Socket timeouts can occur when attempting to connect to a remote server, or during communication, especially long-lived ones.

They can be caused by any connectivity problem on the network, such as:

  • A network partition preventing the two machines from communicating.
  • The remote machine crashing. This cannot easily be distinguished from a network partitioning.
  • The remote machine is a VM and it has been destroyed. Again, to the calling application, this looks like a connectivity problem.
  • A change in the firewall settings of one of the machines preventing communication.
  • The settings are wrong and the client is trying to talk to the wrong machine, one that is not on the network. That could be an error in Hadoop configuration files, or an entry in the DNS tables or the /etc/hosts file.
  • If its over a long-haul network (i.e. out of cluster), it may be a transient failure due to the network playing up.
  • If you have some proxy settings, they may be wrong.
  • If using a client of an object store such as the Amazon S3 and OpenStack clients, socket timeouts may be caused by remote-throttling of client requests: your program is making too many PUT/DELETE requests and is being deliberately blocked by the far end. This is most likely to happen when creating many small files, or performing bulk deletes (e.g. deleting a directory with many child entries).
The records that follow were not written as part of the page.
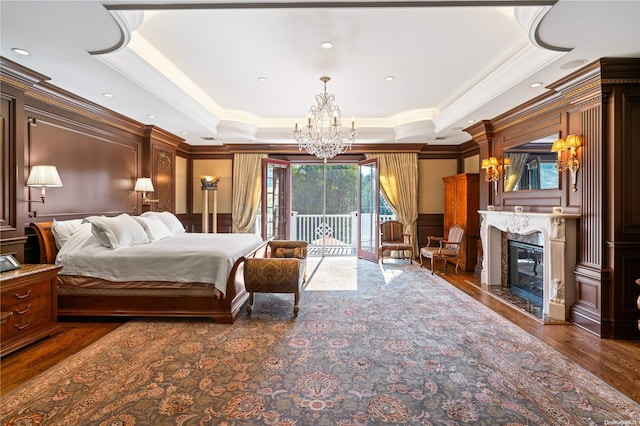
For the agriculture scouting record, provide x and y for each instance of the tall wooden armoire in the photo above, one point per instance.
(461, 204)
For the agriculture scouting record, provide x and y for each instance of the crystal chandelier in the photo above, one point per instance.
(323, 135)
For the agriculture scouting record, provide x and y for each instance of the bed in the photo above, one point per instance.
(102, 280)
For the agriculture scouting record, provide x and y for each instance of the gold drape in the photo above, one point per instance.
(399, 183)
(247, 190)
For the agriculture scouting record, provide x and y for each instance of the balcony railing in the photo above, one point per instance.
(333, 231)
(338, 233)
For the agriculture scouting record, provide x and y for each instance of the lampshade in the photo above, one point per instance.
(143, 185)
(558, 145)
(573, 141)
(44, 176)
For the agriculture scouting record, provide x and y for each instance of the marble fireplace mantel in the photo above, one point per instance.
(559, 235)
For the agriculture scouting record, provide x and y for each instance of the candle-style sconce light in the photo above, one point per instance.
(571, 143)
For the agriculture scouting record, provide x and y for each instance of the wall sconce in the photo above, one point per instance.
(209, 184)
(43, 177)
(571, 143)
(145, 185)
(492, 174)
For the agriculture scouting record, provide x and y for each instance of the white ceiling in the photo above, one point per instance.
(195, 66)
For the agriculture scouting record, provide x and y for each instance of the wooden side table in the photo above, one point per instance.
(28, 306)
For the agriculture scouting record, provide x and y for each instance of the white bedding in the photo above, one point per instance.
(206, 258)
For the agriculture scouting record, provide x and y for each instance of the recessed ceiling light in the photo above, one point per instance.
(573, 64)
(21, 51)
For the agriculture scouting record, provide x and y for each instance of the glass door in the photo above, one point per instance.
(276, 200)
(368, 190)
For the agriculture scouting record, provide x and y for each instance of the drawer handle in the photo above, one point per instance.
(23, 296)
(24, 311)
(22, 327)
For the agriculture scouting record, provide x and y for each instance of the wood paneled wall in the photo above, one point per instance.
(99, 153)
(601, 102)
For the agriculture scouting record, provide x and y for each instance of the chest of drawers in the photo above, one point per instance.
(28, 306)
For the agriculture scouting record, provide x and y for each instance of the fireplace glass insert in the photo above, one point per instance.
(526, 270)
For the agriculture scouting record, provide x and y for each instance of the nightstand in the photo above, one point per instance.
(28, 306)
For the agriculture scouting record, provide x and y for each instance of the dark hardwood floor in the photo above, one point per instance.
(617, 362)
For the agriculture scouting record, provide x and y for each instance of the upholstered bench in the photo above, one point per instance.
(283, 271)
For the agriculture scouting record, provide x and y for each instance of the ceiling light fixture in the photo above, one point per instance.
(323, 135)
(573, 64)
(21, 51)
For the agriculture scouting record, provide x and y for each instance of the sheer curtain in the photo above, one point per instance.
(247, 190)
(514, 171)
(399, 183)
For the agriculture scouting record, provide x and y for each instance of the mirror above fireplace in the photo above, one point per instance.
(531, 166)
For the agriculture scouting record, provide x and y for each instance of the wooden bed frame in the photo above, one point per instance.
(222, 311)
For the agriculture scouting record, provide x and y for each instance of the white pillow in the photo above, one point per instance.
(117, 232)
(63, 229)
(169, 219)
(154, 227)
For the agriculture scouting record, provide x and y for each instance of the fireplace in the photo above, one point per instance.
(556, 263)
(524, 271)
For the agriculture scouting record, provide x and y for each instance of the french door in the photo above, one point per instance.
(276, 199)
(368, 209)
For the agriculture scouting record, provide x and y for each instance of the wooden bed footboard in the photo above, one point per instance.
(138, 304)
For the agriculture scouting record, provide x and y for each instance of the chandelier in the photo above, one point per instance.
(323, 135)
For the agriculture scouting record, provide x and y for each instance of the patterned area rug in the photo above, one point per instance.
(404, 348)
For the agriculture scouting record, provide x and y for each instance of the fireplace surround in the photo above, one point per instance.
(559, 250)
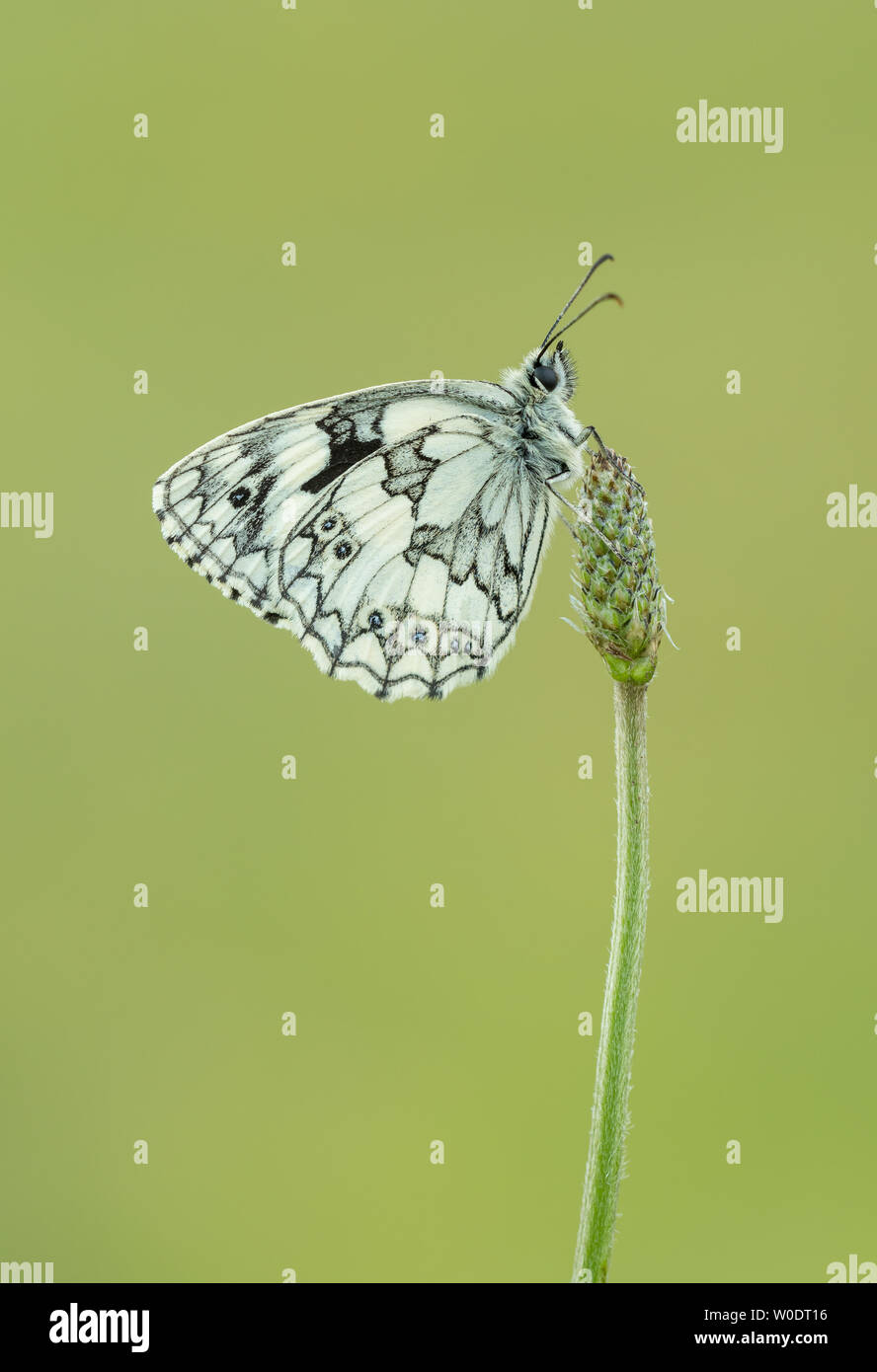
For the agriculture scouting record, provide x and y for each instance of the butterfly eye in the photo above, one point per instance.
(546, 376)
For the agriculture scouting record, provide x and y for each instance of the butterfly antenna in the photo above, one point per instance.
(606, 257)
(609, 295)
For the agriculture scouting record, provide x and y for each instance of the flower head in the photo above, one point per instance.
(618, 589)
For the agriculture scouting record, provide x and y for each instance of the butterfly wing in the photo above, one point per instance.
(394, 531)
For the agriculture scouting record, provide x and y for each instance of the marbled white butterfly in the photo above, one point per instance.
(397, 531)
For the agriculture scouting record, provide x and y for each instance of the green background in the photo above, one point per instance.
(313, 894)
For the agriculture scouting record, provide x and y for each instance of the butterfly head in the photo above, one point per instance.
(550, 373)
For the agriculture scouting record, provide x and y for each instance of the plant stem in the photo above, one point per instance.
(609, 1115)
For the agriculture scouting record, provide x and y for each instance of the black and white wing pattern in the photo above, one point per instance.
(395, 533)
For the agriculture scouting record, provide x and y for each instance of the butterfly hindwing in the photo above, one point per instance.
(391, 530)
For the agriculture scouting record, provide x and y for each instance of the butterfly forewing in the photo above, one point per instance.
(391, 530)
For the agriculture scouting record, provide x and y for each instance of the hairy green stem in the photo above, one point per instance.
(609, 1115)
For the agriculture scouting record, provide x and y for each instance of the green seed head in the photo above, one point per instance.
(618, 589)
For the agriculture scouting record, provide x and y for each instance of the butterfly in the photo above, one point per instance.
(398, 530)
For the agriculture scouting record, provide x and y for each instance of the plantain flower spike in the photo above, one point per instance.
(619, 595)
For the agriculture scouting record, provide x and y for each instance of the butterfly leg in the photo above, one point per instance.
(582, 514)
(606, 453)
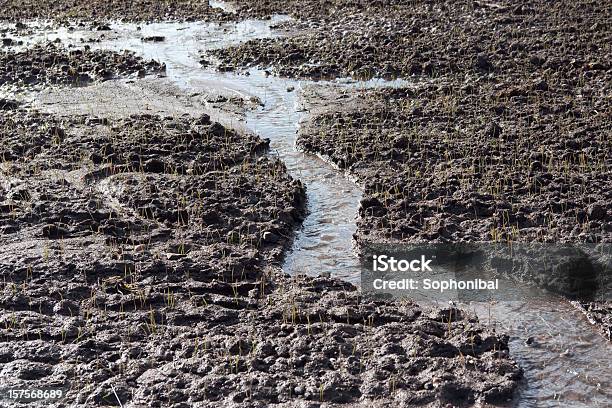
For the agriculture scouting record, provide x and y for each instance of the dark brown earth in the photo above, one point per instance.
(528, 43)
(137, 10)
(599, 314)
(444, 164)
(503, 135)
(174, 300)
(51, 63)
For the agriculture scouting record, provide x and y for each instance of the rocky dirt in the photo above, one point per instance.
(472, 164)
(138, 10)
(503, 135)
(52, 63)
(527, 42)
(137, 268)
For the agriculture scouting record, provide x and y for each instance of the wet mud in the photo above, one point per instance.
(142, 251)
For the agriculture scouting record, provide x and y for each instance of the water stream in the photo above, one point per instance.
(566, 363)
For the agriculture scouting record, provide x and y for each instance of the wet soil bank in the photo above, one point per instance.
(132, 275)
(138, 10)
(139, 266)
(504, 135)
(52, 63)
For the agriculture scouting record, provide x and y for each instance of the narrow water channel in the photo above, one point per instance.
(566, 363)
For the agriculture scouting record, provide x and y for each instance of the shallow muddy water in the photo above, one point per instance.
(566, 363)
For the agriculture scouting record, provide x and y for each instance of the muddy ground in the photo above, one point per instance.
(139, 10)
(140, 259)
(129, 270)
(53, 63)
(502, 135)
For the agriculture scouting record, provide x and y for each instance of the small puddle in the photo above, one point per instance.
(566, 363)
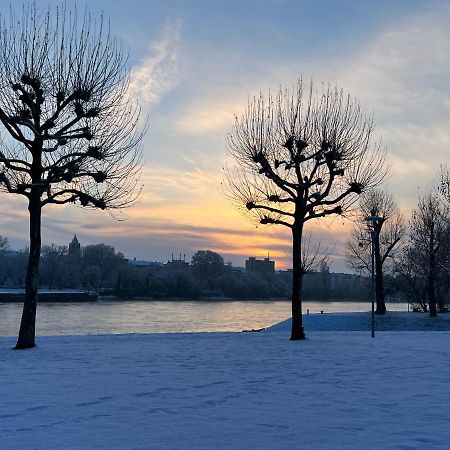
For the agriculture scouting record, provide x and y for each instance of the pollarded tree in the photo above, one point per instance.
(70, 129)
(301, 156)
(388, 230)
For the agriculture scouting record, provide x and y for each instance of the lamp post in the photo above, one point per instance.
(373, 219)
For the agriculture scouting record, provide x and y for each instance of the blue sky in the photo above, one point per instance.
(195, 63)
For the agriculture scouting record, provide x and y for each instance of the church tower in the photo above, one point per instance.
(75, 248)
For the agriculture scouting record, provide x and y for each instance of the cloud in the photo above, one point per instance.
(158, 73)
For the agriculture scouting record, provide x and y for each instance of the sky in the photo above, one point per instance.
(194, 64)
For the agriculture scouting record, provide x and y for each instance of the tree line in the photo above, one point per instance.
(412, 258)
(106, 271)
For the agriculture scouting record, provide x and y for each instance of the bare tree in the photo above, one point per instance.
(301, 156)
(70, 128)
(428, 246)
(4, 244)
(388, 231)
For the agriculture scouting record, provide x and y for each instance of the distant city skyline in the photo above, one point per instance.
(195, 64)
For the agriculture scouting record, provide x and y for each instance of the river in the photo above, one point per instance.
(117, 317)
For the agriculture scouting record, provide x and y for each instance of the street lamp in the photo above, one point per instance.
(373, 219)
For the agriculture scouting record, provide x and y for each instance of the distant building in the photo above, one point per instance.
(177, 264)
(259, 265)
(75, 248)
(145, 264)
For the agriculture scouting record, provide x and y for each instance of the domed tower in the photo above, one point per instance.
(75, 248)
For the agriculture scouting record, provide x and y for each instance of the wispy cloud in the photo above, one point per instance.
(158, 73)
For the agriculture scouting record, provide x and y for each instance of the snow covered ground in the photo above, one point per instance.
(337, 390)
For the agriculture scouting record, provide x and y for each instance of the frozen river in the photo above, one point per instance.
(118, 317)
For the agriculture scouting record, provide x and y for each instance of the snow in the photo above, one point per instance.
(361, 321)
(337, 389)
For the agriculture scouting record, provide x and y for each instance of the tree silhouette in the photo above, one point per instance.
(71, 131)
(301, 156)
(388, 232)
(429, 244)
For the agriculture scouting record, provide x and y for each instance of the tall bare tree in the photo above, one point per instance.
(388, 230)
(70, 128)
(300, 156)
(4, 244)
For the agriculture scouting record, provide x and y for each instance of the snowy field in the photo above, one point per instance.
(337, 390)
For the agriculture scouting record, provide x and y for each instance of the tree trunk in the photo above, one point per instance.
(297, 330)
(379, 294)
(27, 330)
(431, 275)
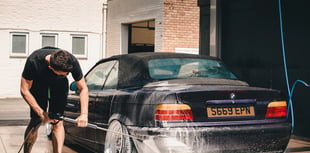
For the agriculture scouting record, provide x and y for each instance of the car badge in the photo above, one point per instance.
(232, 96)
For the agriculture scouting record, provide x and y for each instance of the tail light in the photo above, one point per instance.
(276, 109)
(173, 112)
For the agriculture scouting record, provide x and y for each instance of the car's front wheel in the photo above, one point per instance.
(117, 140)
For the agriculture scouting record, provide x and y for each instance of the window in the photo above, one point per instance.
(173, 68)
(49, 40)
(19, 45)
(101, 75)
(79, 45)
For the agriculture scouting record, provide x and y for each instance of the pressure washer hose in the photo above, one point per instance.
(289, 90)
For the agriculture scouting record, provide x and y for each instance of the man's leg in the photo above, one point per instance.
(59, 92)
(31, 134)
(58, 137)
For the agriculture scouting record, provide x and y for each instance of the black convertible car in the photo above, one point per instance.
(169, 103)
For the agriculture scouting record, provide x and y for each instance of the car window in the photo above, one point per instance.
(174, 68)
(112, 80)
(96, 78)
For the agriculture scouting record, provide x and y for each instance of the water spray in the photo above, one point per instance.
(289, 90)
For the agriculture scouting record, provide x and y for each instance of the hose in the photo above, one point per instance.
(289, 90)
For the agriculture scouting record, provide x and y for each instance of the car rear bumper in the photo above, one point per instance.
(249, 138)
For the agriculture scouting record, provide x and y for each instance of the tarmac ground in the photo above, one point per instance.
(14, 116)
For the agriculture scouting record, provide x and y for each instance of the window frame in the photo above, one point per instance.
(26, 52)
(85, 45)
(50, 34)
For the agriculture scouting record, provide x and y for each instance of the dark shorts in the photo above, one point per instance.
(51, 96)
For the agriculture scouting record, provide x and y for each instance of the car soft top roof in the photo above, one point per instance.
(133, 68)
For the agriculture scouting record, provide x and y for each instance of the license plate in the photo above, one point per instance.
(230, 111)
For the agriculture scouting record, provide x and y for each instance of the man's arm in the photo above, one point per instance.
(25, 86)
(82, 120)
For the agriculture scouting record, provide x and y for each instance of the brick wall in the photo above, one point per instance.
(181, 24)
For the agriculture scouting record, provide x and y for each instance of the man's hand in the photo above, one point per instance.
(82, 120)
(44, 118)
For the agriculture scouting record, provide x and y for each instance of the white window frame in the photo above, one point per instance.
(12, 53)
(51, 35)
(85, 45)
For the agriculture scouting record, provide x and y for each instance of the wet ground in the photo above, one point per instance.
(14, 115)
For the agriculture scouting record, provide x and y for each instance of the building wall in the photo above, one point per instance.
(63, 18)
(176, 24)
(181, 25)
(121, 13)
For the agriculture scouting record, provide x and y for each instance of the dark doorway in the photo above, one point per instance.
(141, 36)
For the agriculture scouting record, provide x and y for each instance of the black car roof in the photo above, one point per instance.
(133, 68)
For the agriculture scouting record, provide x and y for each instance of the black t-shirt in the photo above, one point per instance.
(36, 67)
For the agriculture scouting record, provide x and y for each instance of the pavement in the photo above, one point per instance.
(14, 116)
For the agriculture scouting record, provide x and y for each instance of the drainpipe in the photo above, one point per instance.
(104, 27)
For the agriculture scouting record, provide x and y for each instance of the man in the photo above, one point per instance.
(44, 86)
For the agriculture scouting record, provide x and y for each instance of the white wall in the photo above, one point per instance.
(122, 12)
(61, 17)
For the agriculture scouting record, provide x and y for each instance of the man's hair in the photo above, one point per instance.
(61, 60)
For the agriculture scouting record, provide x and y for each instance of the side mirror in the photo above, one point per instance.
(73, 87)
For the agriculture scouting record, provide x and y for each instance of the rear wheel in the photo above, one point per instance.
(116, 140)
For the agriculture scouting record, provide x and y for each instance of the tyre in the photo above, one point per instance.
(115, 142)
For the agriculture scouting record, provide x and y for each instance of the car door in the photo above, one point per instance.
(103, 105)
(95, 80)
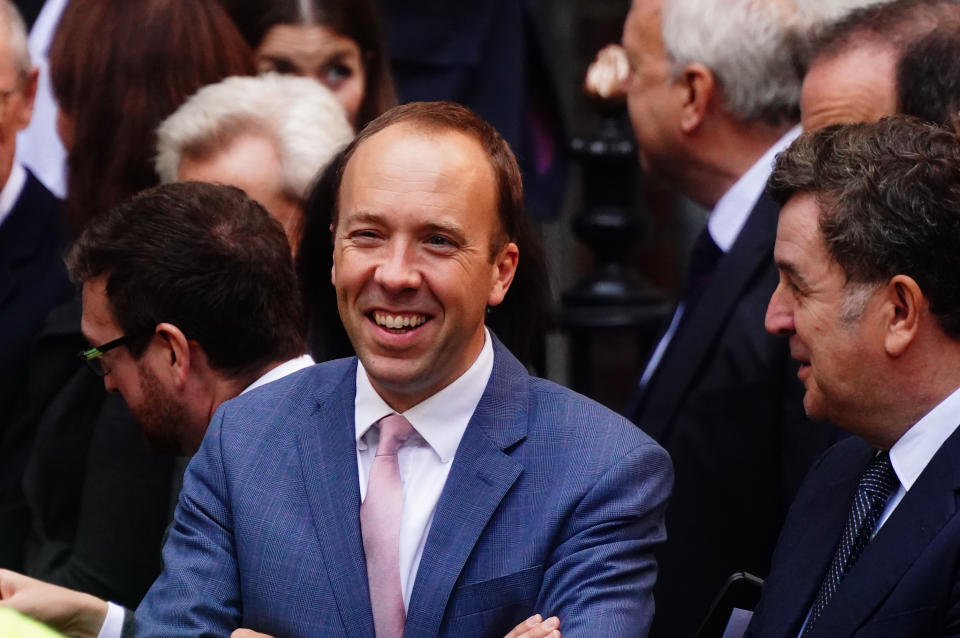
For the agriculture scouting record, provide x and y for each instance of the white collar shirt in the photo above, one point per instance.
(11, 190)
(427, 456)
(732, 210)
(725, 222)
(911, 454)
(282, 370)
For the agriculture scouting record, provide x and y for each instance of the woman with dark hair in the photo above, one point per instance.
(337, 42)
(118, 68)
(95, 501)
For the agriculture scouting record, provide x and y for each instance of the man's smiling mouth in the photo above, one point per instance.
(399, 322)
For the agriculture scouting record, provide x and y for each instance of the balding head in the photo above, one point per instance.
(853, 65)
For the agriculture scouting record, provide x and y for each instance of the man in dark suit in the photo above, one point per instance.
(884, 58)
(32, 277)
(713, 96)
(869, 300)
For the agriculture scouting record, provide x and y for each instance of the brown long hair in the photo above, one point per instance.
(118, 68)
(358, 20)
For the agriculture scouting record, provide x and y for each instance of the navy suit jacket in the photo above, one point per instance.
(907, 580)
(726, 404)
(33, 280)
(553, 505)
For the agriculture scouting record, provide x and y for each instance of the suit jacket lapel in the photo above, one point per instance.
(328, 456)
(809, 548)
(751, 252)
(19, 238)
(920, 516)
(479, 478)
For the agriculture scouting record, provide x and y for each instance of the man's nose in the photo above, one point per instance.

It can also arise from a transient failure of the long-haul link.

Comparing this exception to the ConnectionRefused error, the latter indicates there is a server at the far end, but no program running on it can receive inbound connections on the chosen port. A Socket Timeout usually means that there is something there, but it or the network are not working right

Identifying and Fixing Socket Timeouts

The root cause of a Socket Timeout is a connectivity failure between the machines, so try the usual process

  1. Check the settings: is this the machine you really wanted to talk to?
  2. From the machine that is raising the exception, can you resolve the hostname.
  3. Is that resolved hostname the correct one?
  4. Can you ping the remote host?
  5. Is the target machine running the relevant Hadoop processes?
  6. Can you telnet to the target host and port?
  7. Can you telnet to the target host and port from any other machine?
  8. On the target machine, can you telnet to the port using localhost as the hostname. If this works but external network connections time out, it's usually a firewall issue.
  9. If it is a remote object store: is the address correct? Does it go away when you repeat the operation? Does it only happen on bulk operations? If the latter, it's probably due to throttling at the far end.

Remember: These are your network configuration problems . Only you can fix them.